Bydureon, from Amylin Pharmaceuticals Inc., of San Diego, exenatide given by weekly injections. With ITCA 650, the glucagon-like peptide-1 (GLP-1) agonist is given once or twice yearly in a mini-pump about the size of a matchstick that can be placed subdermally into the patient's abdomen by a doctor, nurse or physician's assistant.
"We're providing the marketplace the flexibility of choice," Graves said. The three-month pump, "kind of a titration step," gives a lower dose of exenatide, when is then upped to 60 mcg per day a dose that patients can maintain for six months or 12 months. "A lot of people are going to end up on once-a-year pumps," he said. "That's what locks in control, compliance and adherence. It's a little miracle."
The pump is designed for "zero-order delivery: a smooth consistent delivery of the medicine 24/7, 365 days a year," Graves said. As phase III trials are testing ITCA 650 in humans, "we also developed an in vitro system where thousands of our pumps have been tested in body-like conditions, submerged in fluid at body temperature," he said. "In every manufacturing lot we make, some of those pumps go into our in vitro system so that we can validate that the pumps work flawlessly. We've never had one fail."
NEXT: OBESITY PEPTIDES-PLUS
Titanium was used to make the pump because "we wanted to have a material that, if by some chance, someone forgot to take it out, or moved to another country and couldn't get it out, the material we have is the same that is used for knees, hips, shoulders, [with] no safety consequences long term if, for whatever reason, a handful of people had these never taken out," Graves said. "We also wanted to have the mini-pump be virtually indestructible. You don't want something delivering a medicine that could be bent or cracked. I've never seen one of these be bent or cracked, and a lot of people have tried."
Graves predicted eager adoption if the ITCA 650 is approved. "I'm sure there will be some people who may not want to have a mini-pump in them," he said, but many diabetics come around "when you show them the HbA1c reductions we've seen, the weight loss we've seen, and the fact they can do something once a year and avoid lifelong injections."
Behind ITCA 650, Intarcia has ITCA 880 and ITCA 884 that work similarly in obesity to deliver weight-regulating endocrine peptides that work in synergy with the GLP-1 drug.
"If chapter one for the company is a game-changing drug for diabetes, chapter two is hopefully going to be a game-changing drug that works for obesity and diabetes together," Graves said. "What we're working on is the combination of gut peptides known not to just cause HbA1c reductions but pretty profound weight loss. Of the ones that appear to work the [best], we're taking the multiple-shot-on-goal approach" and could, if early data hold true, reduce weight by 20-plus percent, he said.
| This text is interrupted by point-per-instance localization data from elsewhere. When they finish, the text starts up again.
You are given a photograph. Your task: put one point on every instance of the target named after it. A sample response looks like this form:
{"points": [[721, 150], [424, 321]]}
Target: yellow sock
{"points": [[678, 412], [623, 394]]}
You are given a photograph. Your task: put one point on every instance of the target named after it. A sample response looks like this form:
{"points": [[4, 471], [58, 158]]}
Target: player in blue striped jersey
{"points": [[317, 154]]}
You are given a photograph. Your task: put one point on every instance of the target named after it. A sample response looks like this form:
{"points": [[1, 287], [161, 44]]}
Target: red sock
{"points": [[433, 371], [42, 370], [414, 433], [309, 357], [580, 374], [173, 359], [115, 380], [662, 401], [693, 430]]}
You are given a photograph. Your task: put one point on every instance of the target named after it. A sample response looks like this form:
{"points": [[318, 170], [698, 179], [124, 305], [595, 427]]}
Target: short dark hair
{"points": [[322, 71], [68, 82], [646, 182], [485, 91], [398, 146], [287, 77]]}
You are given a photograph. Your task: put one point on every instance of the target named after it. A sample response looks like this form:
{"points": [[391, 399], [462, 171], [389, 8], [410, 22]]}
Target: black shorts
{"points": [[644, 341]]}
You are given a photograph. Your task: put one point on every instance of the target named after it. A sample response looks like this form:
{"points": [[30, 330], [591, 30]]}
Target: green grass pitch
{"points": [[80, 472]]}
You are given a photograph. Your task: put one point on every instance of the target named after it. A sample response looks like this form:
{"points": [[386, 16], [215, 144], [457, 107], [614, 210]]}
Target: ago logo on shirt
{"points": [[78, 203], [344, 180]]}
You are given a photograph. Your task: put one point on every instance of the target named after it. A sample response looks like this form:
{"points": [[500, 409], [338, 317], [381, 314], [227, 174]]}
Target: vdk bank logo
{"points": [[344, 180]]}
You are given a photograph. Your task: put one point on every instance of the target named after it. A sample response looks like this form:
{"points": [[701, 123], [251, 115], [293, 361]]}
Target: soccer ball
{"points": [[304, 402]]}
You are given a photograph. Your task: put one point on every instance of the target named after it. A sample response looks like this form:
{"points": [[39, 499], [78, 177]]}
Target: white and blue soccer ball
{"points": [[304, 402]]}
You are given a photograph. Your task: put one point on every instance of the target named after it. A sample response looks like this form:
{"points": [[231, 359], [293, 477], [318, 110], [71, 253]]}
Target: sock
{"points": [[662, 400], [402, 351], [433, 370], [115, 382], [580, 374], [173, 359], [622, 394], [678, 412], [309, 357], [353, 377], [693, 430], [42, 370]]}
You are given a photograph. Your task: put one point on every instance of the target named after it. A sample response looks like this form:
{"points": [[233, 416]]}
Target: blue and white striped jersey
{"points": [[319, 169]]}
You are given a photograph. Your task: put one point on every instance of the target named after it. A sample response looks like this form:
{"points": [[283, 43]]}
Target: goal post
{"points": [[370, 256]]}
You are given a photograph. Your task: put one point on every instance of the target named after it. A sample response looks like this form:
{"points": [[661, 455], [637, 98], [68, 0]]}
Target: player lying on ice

"From a technical point of view, we know we can do it we've done it," Graves said. "This is really the next level. We're going to be running multiple studies in humans to figure out the best combinations of these peptides and the best dosages. We've found a few things that we're even more excited about" that are yet to be made public, he added.
Earlier this year, Intarcia reaped a $200 million financing that included $57 million from the Foresite Capital Fund II, a growth equity stash that jumped aboard the Intarcia bandwagon after getting the January peek at interim phase III data. Graves called the Servier agreement "one of the largest ex-U.S. partnering deals ever in the biotechnology industry." Another bolus of encouraging phase III results from the FREEDOM trials rolled out about a month ago, and Intarcia predicted a partnership would turn up in the second half of this year. (See BioWorld Today, April 2, 2014.)